In 1988 Bruce Parry became a Royal Marines officer at the age of 18. He served in arctic Norway and was sent to Kurdistan to manage the refugees fleeing Saddam Hussein in the first Iraq war.
Back in England, Bruce Parry became the Royal Marines' youngest ever Physical Training and Sports Officer and he became head, at just 23, of all physical aspects of British Commando Training. However, it was making expedition and conservation trips that satisfied Bruce Parry most. His trips included, for example, journeys to Borneo, Surinam and Sumatra. He also climbed Mont Blanc.
Bruce Parry made his television breakthrough with Cannibals and Crampons, where he and cavalry officer Mark Anstice climbed a remote peak in Papua New Guinea and spent three months kayaking through swamp and trekking through jungles to get to the mountain. Parry and Anstice found uncontested peoples during the expedition. Cannibals and Crampons were bought by the BBC and became part of the BBC One series Extreme Lives, and won various awards. More documentaries followed, including on Children's BBC (CBBC), Serious Desert and Serious Jungle. Serious Jungle won an RTS and Serious Desert won a BAFTA award. In 2004, BBC Wales were commissioned to make a series for BBC 2 about indigenous peoples around the world. This series, presented by Bruce Parry, became known as Tribe, a huge popular and critical hit, and further series of Tribe followed.
"I could be accused of being a wannabe tribesman, of wanting to be a tribal dude, but that is not how I see it. I see it as me doing what they wanted me to do, showing them respect and hanging out with them. And they loved it...”

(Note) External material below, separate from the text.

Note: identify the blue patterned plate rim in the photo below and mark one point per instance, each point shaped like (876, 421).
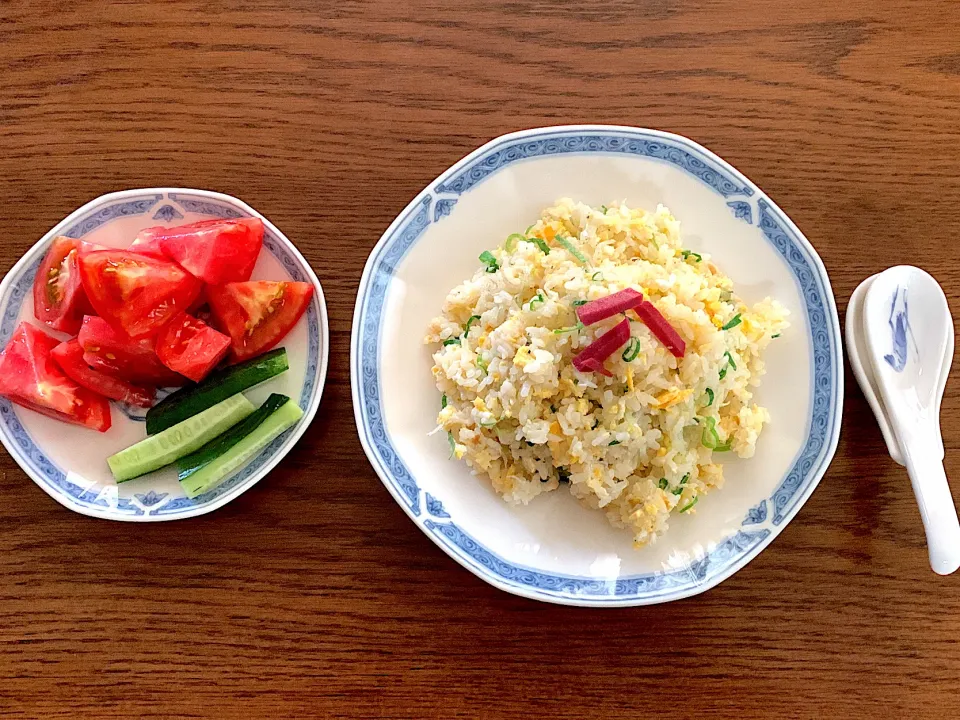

As well as presenting the BBC's Tribe, Bruce Parry went on a three month trek over Greenland following in the footsteps of Captain Scott in 1911 in BBC2's Blizzard: Race to the Pole. Additionally, Bruce Parry travelled the length of the Amazon for a BBC Two series shown in autumn 2008. In 2010, the BBC revealed that Bruce Parry was to return to BBC Two in a five-part series Arctic, in which he engages with the indigenous people of the region.